Mainstream economics places great store on ‘microfoundations’, and new classical macroeconomics aims to do away with the macro side of things by assuming that the hyper-rational representative individual or agent is the basic building block of its models.
Complexity and systems theory has a lot to offer those who accept the need for microfoundations in economics, but in a way that macroeconomic objects emerge from them, and cannot be predicted from simply examining a single ‘representative’ micro agent.
If this is the correct way to proceed, then macro objects can be said to emerge from the interactions of micro agents. The latter can be different from one another, in form and behaviour, but still produce an emergent order which can be studied and used to further understanding and inform economic policy.

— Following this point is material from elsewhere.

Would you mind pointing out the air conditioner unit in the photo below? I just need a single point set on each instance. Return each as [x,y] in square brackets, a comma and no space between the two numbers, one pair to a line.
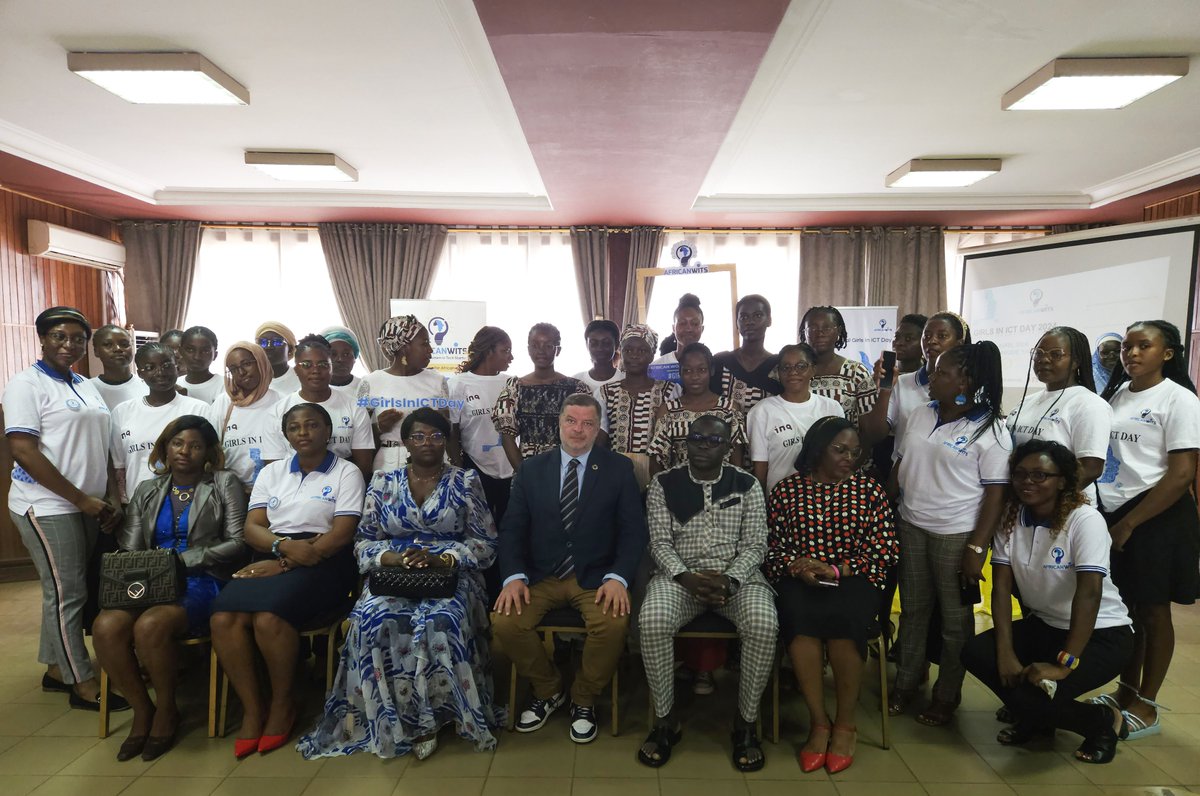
[53,241]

As micro agents interact and produce coherent macro relations, structures and processes, the latter also act to shape micro-level behaviour. There is thus a two-way interaction between micro and macro, or a micro-macro dynamics.
This video, while not focusing exclusively on economics, covers what is an important part of the nature of the objects studied (ontology) in many strands of heterodox or non-mainstream economics. It touches, simplistically, on the difference between a pure free market and socialist economy, whether such things exist or not, but much of it is useful and is worth a view, keeping economics in mind.
In an economics employing a micro-macro dynamics, the micro agents might be individuals, classes, households or firms, while the macro structures and processes might be the national or international economy.